Last night, I received an email informing me that I got through the second screening and that I will be interviewed today for the third and final screening procedure. My first reaction was to squeal like a real spaz. But then my eyes zeroed in on the words PANEL INTERVIEW.
"Shit," I said.
I suck, and by suck I mean reaaaallllyyy SUCK, at interviews. The mere thought of sitting (or standing) in front of the whole CAMP OT department to answer questions that would decide whether I go to Sweden or not is enough to give me a panic attack. And I've never even had a panic attack in my life!
I swear, I'm a POS interviewee.
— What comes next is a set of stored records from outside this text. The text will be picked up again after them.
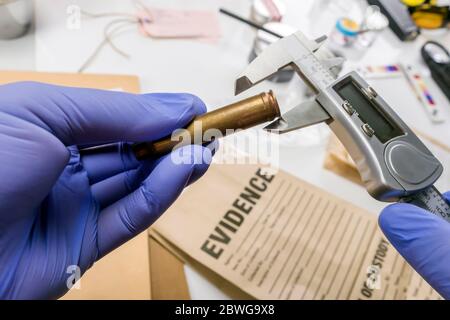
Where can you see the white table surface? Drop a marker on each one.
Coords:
(209, 71)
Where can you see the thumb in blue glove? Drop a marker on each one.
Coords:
(423, 239)
(58, 209)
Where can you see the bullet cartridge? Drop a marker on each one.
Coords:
(240, 115)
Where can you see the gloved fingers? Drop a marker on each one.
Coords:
(447, 196)
(118, 186)
(137, 211)
(423, 239)
(82, 116)
(106, 161)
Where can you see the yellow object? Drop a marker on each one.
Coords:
(428, 20)
(413, 3)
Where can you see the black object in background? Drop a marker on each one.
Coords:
(400, 20)
(437, 59)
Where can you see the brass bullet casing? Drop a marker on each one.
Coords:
(240, 115)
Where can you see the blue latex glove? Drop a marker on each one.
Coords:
(423, 239)
(58, 209)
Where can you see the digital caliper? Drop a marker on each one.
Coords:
(393, 162)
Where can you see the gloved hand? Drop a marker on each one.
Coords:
(423, 239)
(58, 209)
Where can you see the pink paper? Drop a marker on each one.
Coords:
(169, 23)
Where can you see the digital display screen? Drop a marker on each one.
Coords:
(368, 110)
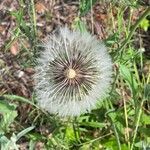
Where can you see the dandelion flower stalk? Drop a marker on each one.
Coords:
(72, 74)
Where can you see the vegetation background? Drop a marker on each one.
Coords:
(121, 121)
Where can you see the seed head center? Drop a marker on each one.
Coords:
(71, 73)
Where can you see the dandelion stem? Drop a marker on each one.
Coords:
(34, 16)
(137, 124)
(125, 42)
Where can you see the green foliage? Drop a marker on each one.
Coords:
(145, 24)
(9, 113)
(7, 144)
(85, 6)
(120, 122)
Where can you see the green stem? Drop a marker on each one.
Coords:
(125, 42)
(34, 17)
(76, 133)
(137, 124)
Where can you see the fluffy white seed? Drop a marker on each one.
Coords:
(72, 74)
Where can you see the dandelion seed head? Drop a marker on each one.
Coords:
(72, 74)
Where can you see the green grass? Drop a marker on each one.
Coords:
(120, 122)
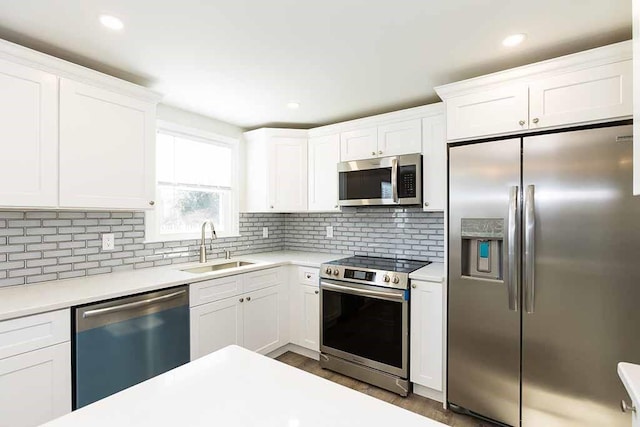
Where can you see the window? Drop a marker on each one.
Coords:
(196, 181)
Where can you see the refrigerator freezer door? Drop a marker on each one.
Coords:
(484, 334)
(587, 247)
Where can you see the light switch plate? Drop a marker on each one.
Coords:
(330, 231)
(108, 242)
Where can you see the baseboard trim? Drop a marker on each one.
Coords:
(429, 393)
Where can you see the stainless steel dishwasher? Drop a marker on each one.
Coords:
(122, 342)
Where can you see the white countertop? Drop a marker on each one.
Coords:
(239, 388)
(629, 373)
(433, 272)
(24, 300)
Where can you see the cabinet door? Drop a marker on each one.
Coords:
(28, 137)
(288, 174)
(426, 334)
(35, 387)
(107, 144)
(216, 325)
(434, 163)
(400, 138)
(265, 314)
(359, 144)
(310, 327)
(598, 93)
(324, 155)
(500, 110)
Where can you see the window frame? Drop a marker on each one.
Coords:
(152, 225)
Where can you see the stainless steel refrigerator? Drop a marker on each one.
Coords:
(544, 277)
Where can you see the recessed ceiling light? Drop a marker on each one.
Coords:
(514, 40)
(111, 22)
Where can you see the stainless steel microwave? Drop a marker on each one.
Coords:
(393, 180)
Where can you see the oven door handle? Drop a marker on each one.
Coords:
(364, 292)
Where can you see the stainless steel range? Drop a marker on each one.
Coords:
(364, 325)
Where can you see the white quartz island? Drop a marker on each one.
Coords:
(236, 387)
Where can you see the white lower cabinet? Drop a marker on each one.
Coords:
(255, 318)
(426, 334)
(264, 319)
(35, 369)
(215, 326)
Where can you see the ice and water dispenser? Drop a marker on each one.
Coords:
(482, 241)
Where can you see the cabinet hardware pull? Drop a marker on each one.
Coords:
(626, 407)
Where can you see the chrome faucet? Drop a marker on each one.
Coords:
(203, 248)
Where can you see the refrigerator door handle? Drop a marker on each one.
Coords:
(512, 245)
(529, 249)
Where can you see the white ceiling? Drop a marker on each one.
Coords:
(241, 61)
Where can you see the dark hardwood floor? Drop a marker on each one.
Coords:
(418, 404)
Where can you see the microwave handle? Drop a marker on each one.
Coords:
(394, 179)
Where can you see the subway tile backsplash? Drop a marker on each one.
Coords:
(51, 245)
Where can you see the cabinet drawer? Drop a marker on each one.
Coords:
(308, 276)
(262, 279)
(215, 289)
(30, 333)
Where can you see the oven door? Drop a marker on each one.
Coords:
(363, 324)
(382, 181)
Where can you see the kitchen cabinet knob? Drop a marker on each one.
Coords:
(625, 407)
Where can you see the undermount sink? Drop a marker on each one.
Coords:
(217, 267)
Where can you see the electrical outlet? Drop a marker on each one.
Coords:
(108, 242)
(330, 231)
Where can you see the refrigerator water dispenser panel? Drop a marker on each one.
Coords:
(482, 248)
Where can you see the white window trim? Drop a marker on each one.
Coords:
(152, 233)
When I was in my senior year of high school, I qualified for the UP INTARMED program and part of the screening is an interview. Nope, that's a story I vowed never to tell again. I'd like to keep that memory tucked deep within my subconscious because I hate to relive that failure of epic proportions. Anyway, the fact of the matter is: me and interviews? Just no. That's a disaster waiting to happen.
I'm a writer by nature. If I haven't made that abundantly clear, I'm saying it again. I express myself better with the written word (check out my post from August 4th to read more about this).
It did not surprise me that my interview this morning SUCKED ASS. You know those stupid Yahoo! Answers questions and answers they post on 9gag? If my interview had a transcription, it could very easily replace those Y!Answers posts. Ugh. I feel like I should just give up on the idea of Sweden right now...
But no. I refuse to give in. I want this exchange program more than my next breath and I'm willing to do anything to get in... even fool myself into believing that I have a chance.
And now, let the waiting - and agonizing - begin.